Deputy Minister for Prisons and Correctional Services
- In office 1995–2000
- Succeeded by: Jeremia Nambinga

Personal details
- Born: Michaela Kuntze 21 September 1950 (age 75) Otjiwarongo, Namibia
- Party: SWAPO (until 2009 and returned 2017) Rally for Democracy and Progress (Namibia) (RDP) (2009-2017)
- Occupation: Politician

= Michaela Hübschle =

Namibian politician

Michaela Hübschle (born 21 September 1950 as Michaela Kuntze in Otjiwarongo) is a Namibian politician and former Deputy Minister for Prisons and Correctional Services.

==Education and profession==
After attending school in her hometown, Hübschle studied at the University of Pretoria in South Africa from 1970 to 1973. She graduated with a BA. She then worked as a translator for the German embassy in Pretoria until 1976. Hübschle then travelled to the Federal Republic of Germany and was active in the local environmental movement. In 1984, she returned to the South West Africa at that time and worked on various projects in Katutura, a township in Windhoek.

Since 2000, Hübschle has been the chairman of the Criminals Return Into Society (CRIS), founded by her, which has been called Change since August 2009. The association is committed to start-up and life support for former prisoners and in the area of vocational support. It also organizes the Gildehaus, an informal forum for leading personalities from government and politics.

==Political career==
Hübschle was a member of the Constituent Assembly of Namibia and from 1990 to 2000 for the SWAPO deputies of the National Assembly. In 1995, Hübschle was appointed Deputy Minister for Prisons and Correctional Services. She held this office until 2000. During her term, she applied the AIDS prevention program for free condoms for prisoners of conscience. This view, however, did not prevail in the government, as it was seen as supporting homosexuality.

For the parliamentary elections in 2000, Hübschle was not recruited as a candidate after criticizing the abuse of prisoners in the context of the Caprivi conflict the previous year. In addition, she had called for the SWAPO leadership to apologize for the abuse of prisoners during the liberation struggle.

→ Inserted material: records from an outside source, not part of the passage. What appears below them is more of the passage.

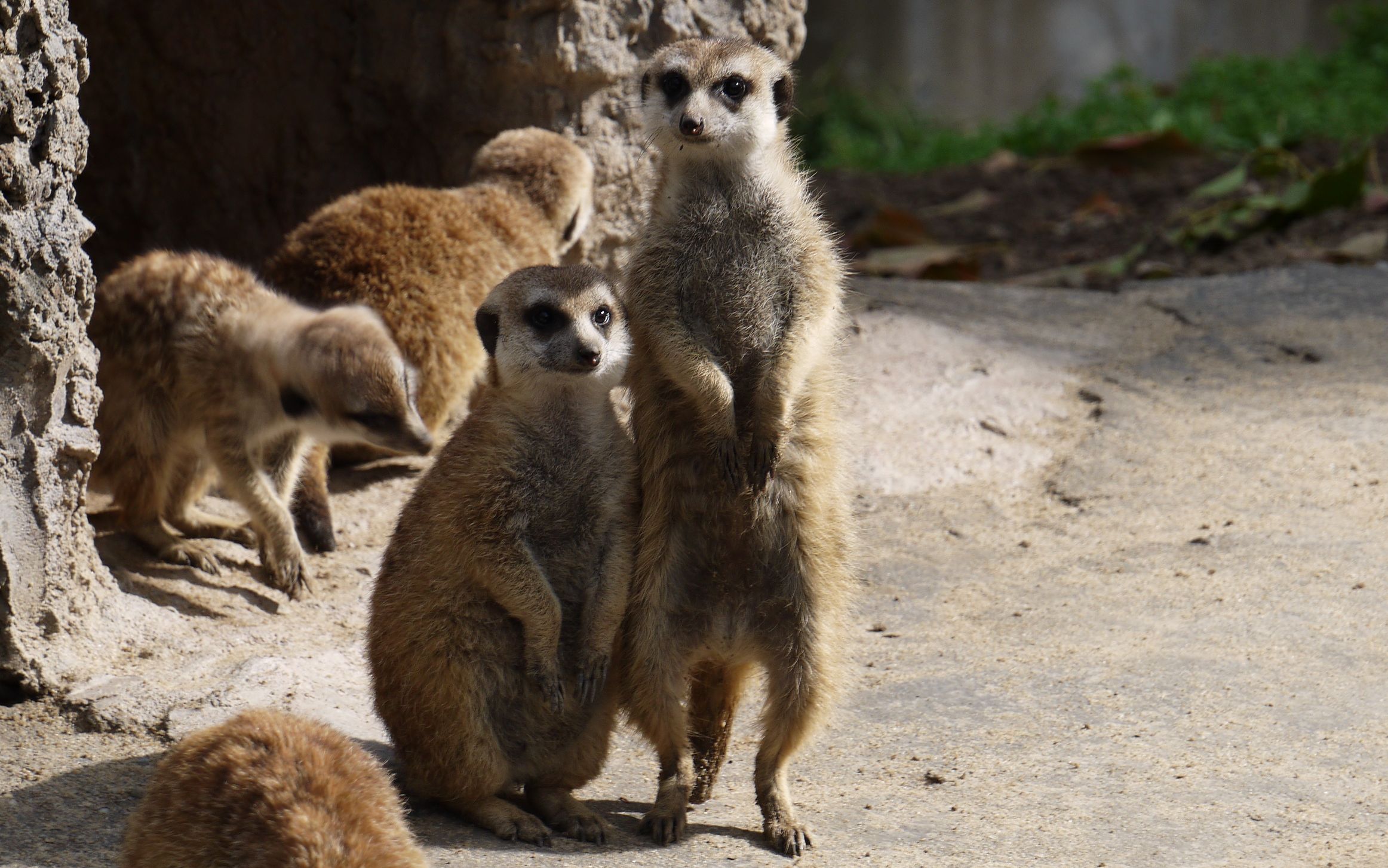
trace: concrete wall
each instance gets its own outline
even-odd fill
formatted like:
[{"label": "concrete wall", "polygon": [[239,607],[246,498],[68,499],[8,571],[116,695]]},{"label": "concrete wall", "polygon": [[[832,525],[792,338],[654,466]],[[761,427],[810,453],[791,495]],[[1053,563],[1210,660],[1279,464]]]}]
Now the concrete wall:
[{"label": "concrete wall", "polygon": [[1326,49],[1341,0],[815,0],[804,74],[836,61],[960,124],[1006,118],[1127,62],[1171,81],[1208,54]]}]

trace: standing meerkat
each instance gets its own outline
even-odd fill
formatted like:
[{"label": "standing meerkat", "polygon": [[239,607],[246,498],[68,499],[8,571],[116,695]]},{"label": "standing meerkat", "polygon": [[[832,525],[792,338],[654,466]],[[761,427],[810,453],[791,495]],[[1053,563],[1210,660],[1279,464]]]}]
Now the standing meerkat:
[{"label": "standing meerkat", "polygon": [[[486,365],[472,328],[477,306],[512,271],[557,265],[591,212],[587,154],[547,129],[511,129],[477,151],[465,187],[369,187],[319,208],[289,233],[266,274],[310,304],[379,312],[419,369],[419,415],[437,436]],[[294,501],[300,531],[319,551],[336,546],[328,458],[326,447],[310,454]]]},{"label": "standing meerkat", "polygon": [[[629,337],[587,267],[522,269],[477,310],[487,381],[386,547],[366,650],[405,789],[500,837],[604,842],[602,768],[634,460],[612,390]],[[615,679],[613,679],[615,682]],[[507,799],[525,787],[529,811]]]},{"label": "standing meerkat", "polygon": [[[269,585],[307,586],[289,514],[305,437],[411,453],[432,442],[414,408],[414,369],[359,306],[314,311],[203,253],[149,253],[97,286],[87,326],[101,353],[92,485],[165,561],[217,572],[187,537],[260,542]],[[221,476],[251,528],[197,500]]]},{"label": "standing meerkat", "polygon": [[390,775],[332,726],[260,708],[160,761],[121,868],[425,868]]},{"label": "standing meerkat", "polygon": [[625,701],[661,764],[643,825],[661,843],[684,833],[761,664],[756,803],[768,840],[798,856],[811,837],[786,767],[827,711],[852,585],[844,269],[787,139],[786,62],[677,42],[641,99],[662,157],[625,287],[641,487]]}]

In a 2007 article co-authored with the SWAPO politician Shapua Kaukungua, Hübschle accused the party leadership of a defective party-internal democracy and interventions in regional and local elections. In the parliamentary elections in 2009, Hübschle broke with SWAPO and ran for the oppositing Rally for Democracy and Progress (Namibia) (RDP), whose central committee she is a member of. However, she did not succeed in entering parliament.

==Personal life==
Hübschle's parents were the German-Namibian farmer Eberhard Kuntze and the author Lisa Kuntze. Hübschle was married to the former head of the Namibian veterinary authority, Dr. Otto Hübschle, who died in 2008 at the age of 62. They had two children.